Compensation Structure Analysis

  • Cash vs. Equity Mix: For FY2025, realized compensation was primarily cash salary plus a modest cash bonus, with option award grant-date value of $56,668; the option plan is highly performance- and price-sensitive with no vest as of 6/30/25.
  • Incentive Design: Quarterly cash incentive is rating-based and discretionary, with significant CEO discretion and the ability to pause payouts in distress, reducing line-of-sight to objective financial metrics.
  • Equity Design and Selling Pressure: Price-tranche options that expire if thresholds are not met can limit near-term selling pressure (no vest unless price conditions met), but concentrate incentives around the annual June 30 testing window, potentially creating event-driven alignment.
  • Severance Economics: Maximum of 12 months base salary (no explicit change-of-control multiplier) and 280G cutback suggest conservative severance relative to many small-cap peers.

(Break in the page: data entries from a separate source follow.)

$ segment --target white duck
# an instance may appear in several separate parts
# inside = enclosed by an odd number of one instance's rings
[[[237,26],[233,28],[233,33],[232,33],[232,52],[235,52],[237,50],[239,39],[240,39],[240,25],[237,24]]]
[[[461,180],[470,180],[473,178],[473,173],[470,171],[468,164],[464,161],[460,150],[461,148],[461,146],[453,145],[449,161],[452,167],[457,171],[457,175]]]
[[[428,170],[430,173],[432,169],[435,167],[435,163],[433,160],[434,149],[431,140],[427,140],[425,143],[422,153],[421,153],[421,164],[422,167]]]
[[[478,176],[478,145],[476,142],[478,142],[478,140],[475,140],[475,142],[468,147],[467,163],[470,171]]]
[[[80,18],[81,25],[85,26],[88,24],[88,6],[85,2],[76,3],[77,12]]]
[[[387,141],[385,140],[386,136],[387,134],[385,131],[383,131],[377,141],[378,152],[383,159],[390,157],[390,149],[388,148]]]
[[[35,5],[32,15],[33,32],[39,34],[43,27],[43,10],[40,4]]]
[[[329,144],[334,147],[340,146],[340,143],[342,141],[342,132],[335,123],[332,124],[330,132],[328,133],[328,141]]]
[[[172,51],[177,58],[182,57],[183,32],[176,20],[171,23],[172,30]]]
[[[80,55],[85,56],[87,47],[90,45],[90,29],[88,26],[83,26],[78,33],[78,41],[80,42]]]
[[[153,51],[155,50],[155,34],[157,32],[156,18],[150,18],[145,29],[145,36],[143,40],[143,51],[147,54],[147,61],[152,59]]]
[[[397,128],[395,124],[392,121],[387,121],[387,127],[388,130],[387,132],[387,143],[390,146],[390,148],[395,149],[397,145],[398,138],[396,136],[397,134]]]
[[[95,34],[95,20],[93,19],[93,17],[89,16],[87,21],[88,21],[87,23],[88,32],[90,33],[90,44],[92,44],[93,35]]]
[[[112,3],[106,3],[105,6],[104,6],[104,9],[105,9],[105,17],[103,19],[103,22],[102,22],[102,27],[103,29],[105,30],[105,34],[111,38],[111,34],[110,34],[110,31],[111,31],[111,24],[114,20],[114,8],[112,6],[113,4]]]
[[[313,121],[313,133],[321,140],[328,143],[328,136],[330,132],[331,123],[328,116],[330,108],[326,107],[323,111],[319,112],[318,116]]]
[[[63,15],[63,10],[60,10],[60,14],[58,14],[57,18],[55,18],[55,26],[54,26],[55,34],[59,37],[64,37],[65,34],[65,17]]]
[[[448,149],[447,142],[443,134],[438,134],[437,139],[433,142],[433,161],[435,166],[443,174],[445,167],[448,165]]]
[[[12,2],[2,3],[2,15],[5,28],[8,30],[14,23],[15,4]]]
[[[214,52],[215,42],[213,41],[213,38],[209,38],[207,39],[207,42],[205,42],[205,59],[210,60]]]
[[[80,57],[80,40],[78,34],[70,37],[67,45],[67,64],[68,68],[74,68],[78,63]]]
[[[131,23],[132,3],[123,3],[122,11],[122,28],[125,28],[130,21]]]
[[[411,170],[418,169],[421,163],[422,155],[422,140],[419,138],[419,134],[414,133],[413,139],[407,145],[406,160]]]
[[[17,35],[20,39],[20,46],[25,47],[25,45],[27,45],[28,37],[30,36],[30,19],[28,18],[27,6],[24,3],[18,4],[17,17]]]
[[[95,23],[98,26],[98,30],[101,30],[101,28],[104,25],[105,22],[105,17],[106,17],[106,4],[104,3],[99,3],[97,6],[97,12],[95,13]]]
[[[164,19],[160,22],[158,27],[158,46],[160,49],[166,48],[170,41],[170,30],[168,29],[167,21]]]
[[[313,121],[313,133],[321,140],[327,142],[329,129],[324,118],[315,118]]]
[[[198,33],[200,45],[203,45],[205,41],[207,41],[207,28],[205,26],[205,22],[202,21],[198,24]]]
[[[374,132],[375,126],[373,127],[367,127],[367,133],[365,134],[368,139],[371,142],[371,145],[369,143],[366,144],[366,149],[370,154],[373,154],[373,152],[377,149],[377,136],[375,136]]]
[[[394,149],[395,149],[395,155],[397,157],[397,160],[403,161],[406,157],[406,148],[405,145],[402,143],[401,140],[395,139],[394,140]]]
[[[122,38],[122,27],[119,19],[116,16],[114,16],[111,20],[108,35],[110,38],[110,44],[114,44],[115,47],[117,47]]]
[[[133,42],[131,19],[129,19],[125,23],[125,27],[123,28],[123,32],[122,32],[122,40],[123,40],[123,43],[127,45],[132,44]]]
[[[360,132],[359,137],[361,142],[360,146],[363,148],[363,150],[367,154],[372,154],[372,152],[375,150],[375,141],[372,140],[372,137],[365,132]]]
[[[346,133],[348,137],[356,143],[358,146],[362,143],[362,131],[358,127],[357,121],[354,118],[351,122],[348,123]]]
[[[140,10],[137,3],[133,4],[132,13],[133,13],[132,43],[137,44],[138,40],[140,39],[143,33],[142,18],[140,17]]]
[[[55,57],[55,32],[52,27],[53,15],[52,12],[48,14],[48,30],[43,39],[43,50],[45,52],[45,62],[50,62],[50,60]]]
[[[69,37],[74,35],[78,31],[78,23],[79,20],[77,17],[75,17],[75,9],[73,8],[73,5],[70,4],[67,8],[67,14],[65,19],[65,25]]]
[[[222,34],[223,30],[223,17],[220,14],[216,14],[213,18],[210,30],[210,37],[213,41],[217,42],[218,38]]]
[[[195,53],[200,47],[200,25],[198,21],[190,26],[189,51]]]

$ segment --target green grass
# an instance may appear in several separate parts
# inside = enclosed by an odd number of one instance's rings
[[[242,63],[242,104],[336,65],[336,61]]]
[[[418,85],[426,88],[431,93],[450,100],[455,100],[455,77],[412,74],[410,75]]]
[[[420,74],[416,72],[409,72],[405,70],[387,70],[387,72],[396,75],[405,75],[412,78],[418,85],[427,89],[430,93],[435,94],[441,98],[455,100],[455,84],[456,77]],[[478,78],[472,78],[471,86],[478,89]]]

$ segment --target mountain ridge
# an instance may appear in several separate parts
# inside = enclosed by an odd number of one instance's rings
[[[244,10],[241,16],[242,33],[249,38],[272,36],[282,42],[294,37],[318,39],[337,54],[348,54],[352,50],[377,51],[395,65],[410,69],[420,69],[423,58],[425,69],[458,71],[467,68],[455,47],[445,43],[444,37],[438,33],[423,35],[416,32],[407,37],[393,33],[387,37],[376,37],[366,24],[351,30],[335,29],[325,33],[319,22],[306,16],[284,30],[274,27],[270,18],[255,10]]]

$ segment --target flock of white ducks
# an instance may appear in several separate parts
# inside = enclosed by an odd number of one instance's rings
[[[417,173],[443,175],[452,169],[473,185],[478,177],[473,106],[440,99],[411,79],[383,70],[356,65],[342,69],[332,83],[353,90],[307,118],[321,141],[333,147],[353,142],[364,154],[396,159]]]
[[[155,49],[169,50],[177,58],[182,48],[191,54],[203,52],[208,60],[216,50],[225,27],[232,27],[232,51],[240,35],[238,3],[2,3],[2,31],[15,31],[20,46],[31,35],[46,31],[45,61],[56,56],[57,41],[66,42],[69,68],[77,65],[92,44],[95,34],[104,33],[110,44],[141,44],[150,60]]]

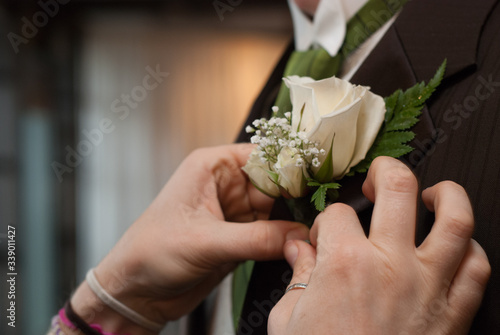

Risk Indicators & Red Flags

  • Clawbacks: No explicit compensation clawback policy referenced in the provided employment agreement excerpts beyond installment and pause features for quarterly incentives.
  • Pledging/Hedging: No pledging disclosures identified in the cited proxy sections for Kennedy.
  • Legal/Investigations: No proceedings or investigations specific to Kennedy identified in the cited materials. (Not disclosed in provided documents.)

Equity Ownership & Derivatives Detail (Section 16 Snapshot)

FilingEffective/Event DateSecurityQuantity/NotesTerms
Form 3 (Initial Statement)Event date 10/16/2024; filed 8/14/2025Options (examples)250-share tranches at strikes $33.98, $36.78, $39.76, $42.93, $46.29Exercisable 06/30/2025; Expire 06/30/2041; ownership form: Direct

Proxy equity table shows 17,500 underlying options as of Jun 30, 2025, with zero vested; Form 3 provides representative tranches and terms but is not a full inventory of all 17,500 options in the excerpt shown.

Investment Implications

  • Alignment and Retention: Kennedy’s equity is entirely performance-priced with annual June 30 price tests and none vested as of 6/30/25—this structure aligns incentives to medium-term stock price performance and may suppress near-term selling pressure; installment-based cash incentive payments further promote retention but add payment risk in downturns.
  • Pay-for-Performance Transparency: The rating-based cash incentive lacks explicit financial KPIs and permits payment pauses under financial distress, weakening direct linkage to objective operating performance (e.g., EBITDA, FCF). Investors should monitor Compensation Committee disclosures and any evolution toward KPI-based plans.
  • Event/Trading Signals: Watch the pre–June 30 window each year (60 days prior) for potential price/volume dynamics around tranche vesting tests; also monitor Section 16 filings (Forms 3/4/5) for new grants, vesting outcomes, and any sales.
  • Governance/Downside Protections: Severance capped at 12 months with 280G cutback and a 12-month non-compete (except if terminated without cause) indicate moderate shareholder protections. The relocation gross-up is a minor shareholder-unfriendly element but not unusual for executive moves.